I gladly confess my gratitude
Jul 08, 2009 by Mark Young | 2 Comments
When Vernon Grounds retired from the presidency of Denver Seminary in 1979 he reflected, “I stand here and I gladly confess my gratitude. And I am thinking of the unpayable debt of love I owe to God for His goodness and mercy, for His unchanging faithfulness, for the wonder of His redemptive grace, and for the privilege of His fellowship.” (cited by Bruce Shelley in Transformed by Love: The Vernon Grounds Story, p. 9)
As I begin my service as president of Denver Seminary I, too, gladly confess my gratitude to the Lord and to the dozens of men and women around the world who have shaped me. I pray, like Dr. Grounds, that I will never lose a sense of the wonder of being in intimate fellowship with the Creator of the universe, that I will be compelled by the shameless love of Christ poured out on the cross for the sins of the world, and that I will be focused singularly on God’s purpose—that all people in all places worship Him alone.
Through this humble foray into the blogosphere I hope to provide some meaningful reflection on the mission of God in the world. In this blog we’ll talk about the gospel in the real world, the place where truth gets grimy so that the lost can be found, the blind see, and the dead raised to newness of life. My goals are (1) to wake us up to how God is accomplishing His mission through His people and, (2) to stimulate us to embrace boldly the privileged part we play in it. We’ll not shy away from tough issues and tragedies for these are just as much a part of mission as triumph. Yet, we’ll also rejoice in God’s miraculous intervention and in the quiet and steady work of His people in the lives of others. We’ll ground our thoughts in Scripture and shove them into the realities of a world blind to God’s wondrous gift of eternal life in the Son.
Some of my friends have asked, “Why on earth did you decide to become a seminary president?” Good question—one I suspect I’ll ask myself many times over, especially on those days when Gordon MacDonald’s reflection on his year as interim president comes back to haunt me, “This is an impossible job.” On my first day as president I listed in my journal the following reasons in answer to my friends’ question:
(1) I believe in the gospel because it is “the power of God that brings salvation to everyone who believes” (Romans 1:16).

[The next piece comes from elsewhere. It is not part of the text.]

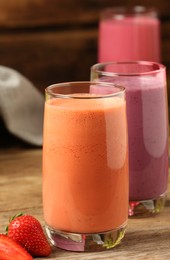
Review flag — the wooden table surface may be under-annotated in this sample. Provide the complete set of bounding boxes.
[0,148,170,260]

(2) I believe in the mission of God—His intent and action whereby all people may worship Him alone—and the people of God, called by Him and privileged to prosecute his mission.
(3) I believe in the power of education to help overcome limitations that keep us from pursuing God’s mission with passion, with skill, and with truth.
My prayer is that, alongside the good men and women who co-labor with me at Denver Seminary, we will see the world as it really is and then we will marvel at what God can do through us to change it.